Tenant la promesse du Royaume lors de sa visite en Pologne, le Dr Abdallah al-Rabeeah, conseiller à la Cour royale et superviseur général de KSrelief, a également discuté de la situation humanitaire avec des responsables polonais, du HCR et de l'OMS, selon un rapport de l'agence de presse saoudienne.

L'agence a indiqué qu'Al-Rabeeah avait visité plusieurs établissements et installations de santé, prenant le temps de parler à des réfugiés ukrainiens qui avaient fui vers Varsovie, laissant derrière eux leur pays déchiré par la guerre.

«Merci beaucoup, et merci au centre de nous avoir aidés.
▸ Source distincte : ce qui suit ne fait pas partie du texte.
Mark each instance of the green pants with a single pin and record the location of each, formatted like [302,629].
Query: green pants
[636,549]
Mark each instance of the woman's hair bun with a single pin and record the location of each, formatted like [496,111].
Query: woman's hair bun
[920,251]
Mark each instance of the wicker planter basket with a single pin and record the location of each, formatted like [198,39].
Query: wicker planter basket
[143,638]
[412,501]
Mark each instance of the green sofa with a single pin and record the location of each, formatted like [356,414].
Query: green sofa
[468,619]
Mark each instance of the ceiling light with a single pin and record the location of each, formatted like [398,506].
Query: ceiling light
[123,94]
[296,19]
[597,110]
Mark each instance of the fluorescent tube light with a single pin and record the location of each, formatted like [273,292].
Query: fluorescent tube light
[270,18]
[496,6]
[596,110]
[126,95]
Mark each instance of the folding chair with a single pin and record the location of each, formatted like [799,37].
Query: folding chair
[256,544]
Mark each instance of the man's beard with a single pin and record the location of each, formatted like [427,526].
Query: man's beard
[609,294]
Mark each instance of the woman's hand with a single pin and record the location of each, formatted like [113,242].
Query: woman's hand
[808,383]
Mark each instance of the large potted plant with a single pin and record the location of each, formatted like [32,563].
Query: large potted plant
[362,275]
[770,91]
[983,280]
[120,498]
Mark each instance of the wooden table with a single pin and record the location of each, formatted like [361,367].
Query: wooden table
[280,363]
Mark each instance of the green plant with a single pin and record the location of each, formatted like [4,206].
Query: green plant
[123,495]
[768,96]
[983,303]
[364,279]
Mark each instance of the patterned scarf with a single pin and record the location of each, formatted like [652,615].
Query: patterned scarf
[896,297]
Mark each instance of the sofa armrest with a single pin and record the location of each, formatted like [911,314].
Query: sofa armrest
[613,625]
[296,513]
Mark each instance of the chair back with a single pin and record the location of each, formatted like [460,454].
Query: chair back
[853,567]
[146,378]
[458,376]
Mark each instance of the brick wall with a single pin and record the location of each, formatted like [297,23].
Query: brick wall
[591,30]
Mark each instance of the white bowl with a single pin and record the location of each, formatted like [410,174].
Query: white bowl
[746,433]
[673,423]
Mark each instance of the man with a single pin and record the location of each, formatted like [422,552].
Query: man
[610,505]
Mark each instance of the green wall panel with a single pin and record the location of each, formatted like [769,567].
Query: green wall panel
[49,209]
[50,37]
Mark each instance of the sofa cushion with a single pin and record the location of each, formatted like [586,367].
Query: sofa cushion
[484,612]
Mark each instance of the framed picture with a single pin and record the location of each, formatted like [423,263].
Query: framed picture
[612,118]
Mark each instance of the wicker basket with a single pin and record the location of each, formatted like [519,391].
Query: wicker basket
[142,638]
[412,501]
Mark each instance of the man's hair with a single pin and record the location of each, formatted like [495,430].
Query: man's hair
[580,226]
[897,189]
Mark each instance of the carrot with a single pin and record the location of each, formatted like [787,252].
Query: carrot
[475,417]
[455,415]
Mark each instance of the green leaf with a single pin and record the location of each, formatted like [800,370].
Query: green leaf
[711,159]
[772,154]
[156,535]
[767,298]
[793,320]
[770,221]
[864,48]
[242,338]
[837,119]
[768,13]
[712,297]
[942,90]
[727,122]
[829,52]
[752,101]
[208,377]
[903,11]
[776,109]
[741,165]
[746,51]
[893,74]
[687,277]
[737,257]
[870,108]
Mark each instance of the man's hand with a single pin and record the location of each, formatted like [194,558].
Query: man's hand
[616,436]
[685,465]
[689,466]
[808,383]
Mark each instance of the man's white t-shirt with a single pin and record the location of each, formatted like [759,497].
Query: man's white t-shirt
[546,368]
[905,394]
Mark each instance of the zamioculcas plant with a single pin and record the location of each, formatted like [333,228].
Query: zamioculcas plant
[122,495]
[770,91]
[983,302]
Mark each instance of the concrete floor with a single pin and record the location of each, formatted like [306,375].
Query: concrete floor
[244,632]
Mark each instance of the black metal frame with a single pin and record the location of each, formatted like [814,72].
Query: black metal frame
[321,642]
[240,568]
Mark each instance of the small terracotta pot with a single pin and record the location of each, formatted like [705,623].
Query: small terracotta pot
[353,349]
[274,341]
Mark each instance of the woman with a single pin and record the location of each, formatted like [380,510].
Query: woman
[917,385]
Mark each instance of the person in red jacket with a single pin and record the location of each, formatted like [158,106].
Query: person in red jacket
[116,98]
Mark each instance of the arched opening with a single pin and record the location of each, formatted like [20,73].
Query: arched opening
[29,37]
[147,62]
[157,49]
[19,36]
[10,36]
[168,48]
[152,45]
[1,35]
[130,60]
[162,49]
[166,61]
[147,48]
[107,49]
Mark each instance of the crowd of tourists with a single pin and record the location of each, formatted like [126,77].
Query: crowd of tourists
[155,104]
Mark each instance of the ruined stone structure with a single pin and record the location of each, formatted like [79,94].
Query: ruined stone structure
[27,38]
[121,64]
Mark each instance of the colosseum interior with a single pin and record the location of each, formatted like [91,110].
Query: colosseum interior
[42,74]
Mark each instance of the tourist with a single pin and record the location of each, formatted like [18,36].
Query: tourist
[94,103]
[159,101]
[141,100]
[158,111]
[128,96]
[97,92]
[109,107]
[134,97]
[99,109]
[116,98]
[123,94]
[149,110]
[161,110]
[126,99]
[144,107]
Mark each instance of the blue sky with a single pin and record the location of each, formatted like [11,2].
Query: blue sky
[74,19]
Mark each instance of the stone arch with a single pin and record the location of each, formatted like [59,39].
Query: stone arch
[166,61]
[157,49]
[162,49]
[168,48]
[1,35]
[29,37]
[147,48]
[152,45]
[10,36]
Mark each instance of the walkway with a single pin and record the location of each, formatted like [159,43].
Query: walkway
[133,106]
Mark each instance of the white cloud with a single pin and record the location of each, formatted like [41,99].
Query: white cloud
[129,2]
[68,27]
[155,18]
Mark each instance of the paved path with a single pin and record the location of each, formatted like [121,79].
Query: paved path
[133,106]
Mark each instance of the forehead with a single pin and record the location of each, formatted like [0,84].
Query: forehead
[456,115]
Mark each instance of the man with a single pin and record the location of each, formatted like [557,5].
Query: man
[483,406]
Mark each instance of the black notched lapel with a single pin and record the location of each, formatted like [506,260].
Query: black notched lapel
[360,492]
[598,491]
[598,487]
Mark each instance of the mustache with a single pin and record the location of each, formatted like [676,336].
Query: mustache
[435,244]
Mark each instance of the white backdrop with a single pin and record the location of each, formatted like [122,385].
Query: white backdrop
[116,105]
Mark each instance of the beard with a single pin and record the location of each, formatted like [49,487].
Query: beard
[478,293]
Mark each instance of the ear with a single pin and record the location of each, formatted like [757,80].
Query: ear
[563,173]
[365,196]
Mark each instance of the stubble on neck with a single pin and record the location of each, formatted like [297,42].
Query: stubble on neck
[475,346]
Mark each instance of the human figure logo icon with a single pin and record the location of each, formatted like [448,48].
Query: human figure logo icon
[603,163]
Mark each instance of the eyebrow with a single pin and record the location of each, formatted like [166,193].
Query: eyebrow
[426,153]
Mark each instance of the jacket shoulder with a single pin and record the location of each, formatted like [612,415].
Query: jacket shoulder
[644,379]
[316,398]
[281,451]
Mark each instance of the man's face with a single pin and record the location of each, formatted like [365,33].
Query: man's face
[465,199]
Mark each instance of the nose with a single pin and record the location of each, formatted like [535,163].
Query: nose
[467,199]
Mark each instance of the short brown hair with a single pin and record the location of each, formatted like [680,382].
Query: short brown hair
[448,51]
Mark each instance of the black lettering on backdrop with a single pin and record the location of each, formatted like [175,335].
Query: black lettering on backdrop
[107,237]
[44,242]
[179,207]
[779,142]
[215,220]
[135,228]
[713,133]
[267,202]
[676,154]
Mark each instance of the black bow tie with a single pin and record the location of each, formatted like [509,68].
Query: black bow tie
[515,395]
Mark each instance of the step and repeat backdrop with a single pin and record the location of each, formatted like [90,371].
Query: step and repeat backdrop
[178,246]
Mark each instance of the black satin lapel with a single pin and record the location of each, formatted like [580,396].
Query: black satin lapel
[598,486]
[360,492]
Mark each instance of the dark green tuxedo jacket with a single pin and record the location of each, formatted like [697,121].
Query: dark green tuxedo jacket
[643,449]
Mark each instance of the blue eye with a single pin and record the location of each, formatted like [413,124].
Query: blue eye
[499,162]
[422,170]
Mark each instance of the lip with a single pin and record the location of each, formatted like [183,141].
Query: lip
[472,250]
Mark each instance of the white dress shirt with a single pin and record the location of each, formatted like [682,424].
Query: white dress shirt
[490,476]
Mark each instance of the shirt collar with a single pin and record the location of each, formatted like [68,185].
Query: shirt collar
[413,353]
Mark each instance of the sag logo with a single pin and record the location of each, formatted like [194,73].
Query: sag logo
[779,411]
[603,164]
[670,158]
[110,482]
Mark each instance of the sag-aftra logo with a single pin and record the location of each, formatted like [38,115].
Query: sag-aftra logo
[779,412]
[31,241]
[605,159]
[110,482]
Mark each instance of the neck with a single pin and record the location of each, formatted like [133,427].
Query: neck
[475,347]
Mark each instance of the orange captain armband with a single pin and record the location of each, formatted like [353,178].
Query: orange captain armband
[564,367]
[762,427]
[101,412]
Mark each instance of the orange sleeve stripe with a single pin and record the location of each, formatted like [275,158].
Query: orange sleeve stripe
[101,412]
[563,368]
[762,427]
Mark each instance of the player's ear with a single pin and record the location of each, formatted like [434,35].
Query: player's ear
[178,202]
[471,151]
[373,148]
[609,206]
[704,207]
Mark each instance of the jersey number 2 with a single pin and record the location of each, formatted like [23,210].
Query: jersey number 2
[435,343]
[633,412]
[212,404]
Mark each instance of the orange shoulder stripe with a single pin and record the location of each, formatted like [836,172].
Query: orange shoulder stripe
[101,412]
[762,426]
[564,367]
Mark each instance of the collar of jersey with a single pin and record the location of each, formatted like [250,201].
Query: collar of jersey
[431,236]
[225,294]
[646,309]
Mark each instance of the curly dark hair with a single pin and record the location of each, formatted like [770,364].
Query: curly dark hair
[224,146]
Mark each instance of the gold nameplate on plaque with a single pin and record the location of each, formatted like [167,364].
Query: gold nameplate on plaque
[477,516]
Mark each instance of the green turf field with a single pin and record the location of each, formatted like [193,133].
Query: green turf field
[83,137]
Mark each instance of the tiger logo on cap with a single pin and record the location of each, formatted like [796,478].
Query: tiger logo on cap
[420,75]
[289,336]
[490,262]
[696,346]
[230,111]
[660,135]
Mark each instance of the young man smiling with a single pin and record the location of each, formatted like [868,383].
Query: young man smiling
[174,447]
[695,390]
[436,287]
La situation est telle que vous pouvez la voir», a déclaré à la chaîne d'information Al-Arabiya un Ukrainien résidant dans un centre de réfugiés.

«Nous sommes tous venus d'Ukraine, et nous étions dans une très mauvaise situation. Grâce à vous, notre situation s'est améliorée. Merci beaucoup, et nous souhaitons la paix au monde entier.»  

À la frontière entre la Pologne et l'Ukraine, Al-Rabeeah a salué la collaboration entre l'OMS, KSrelief et le gouvernement polonais. «Nous apprécions grandement le partenariat avec l'OMS. Notre travail commun a apporté un soutien important aux réfugiés et aux personnes dans le besoin ici et ailleurs», a-t-il déclaré dans une vidéo publiée par l'OMS Pologne.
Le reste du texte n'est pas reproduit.